Despite the decline in cash use, the value of banknotes on issue, relative to the size of the economy, is close to the highest it has been in 50 years. For every Australian there are currently around 30 $50 and 14 $100 banknotes on issue.
In November 2016, the bank undertook a survey of consumer payments based on 1,500 people, recording around 17,000 day-to-day transactions, which found that, although the share of payments made in cash continued to fall, cash was still used for more than one-third of consumer payments.
Cash continues to be used more often for lower-value transactions — it was, the report said, the most common way of making payments of $10 or less in 2016, accounting for more than 60 per cent of these small payments.
But the share of payments of $10 or less made in cash was 16 percentage points lower in 2016 than in the 2013 survey (33 percentage points lower than in 2007), as contactless card and phone payments took off.

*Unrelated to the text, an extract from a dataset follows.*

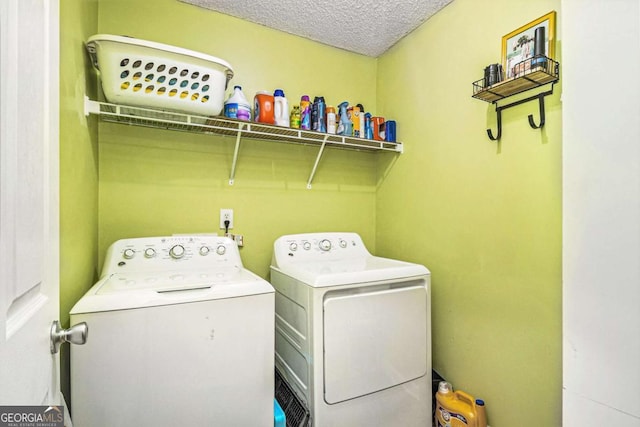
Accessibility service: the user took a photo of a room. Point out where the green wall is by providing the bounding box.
[95,0,381,276]
[376,0,562,426]
[59,0,99,407]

The median value of cash held in consumers’ wallets also fell to $40, from $55 in 2013.
Around one-fifth of respondents did not hold any cash at the beginning of the survey week (compared with 8 per cent in 2013), while around one-third held more than $100, a similar share to the 2013 survey.
Older people were more likely to hold more cash, the report found.
The median respondent aged 65 and over held $95 in their wallet at the beginning of the survey week; more than twice as much as the value of cash held by people in other age groups.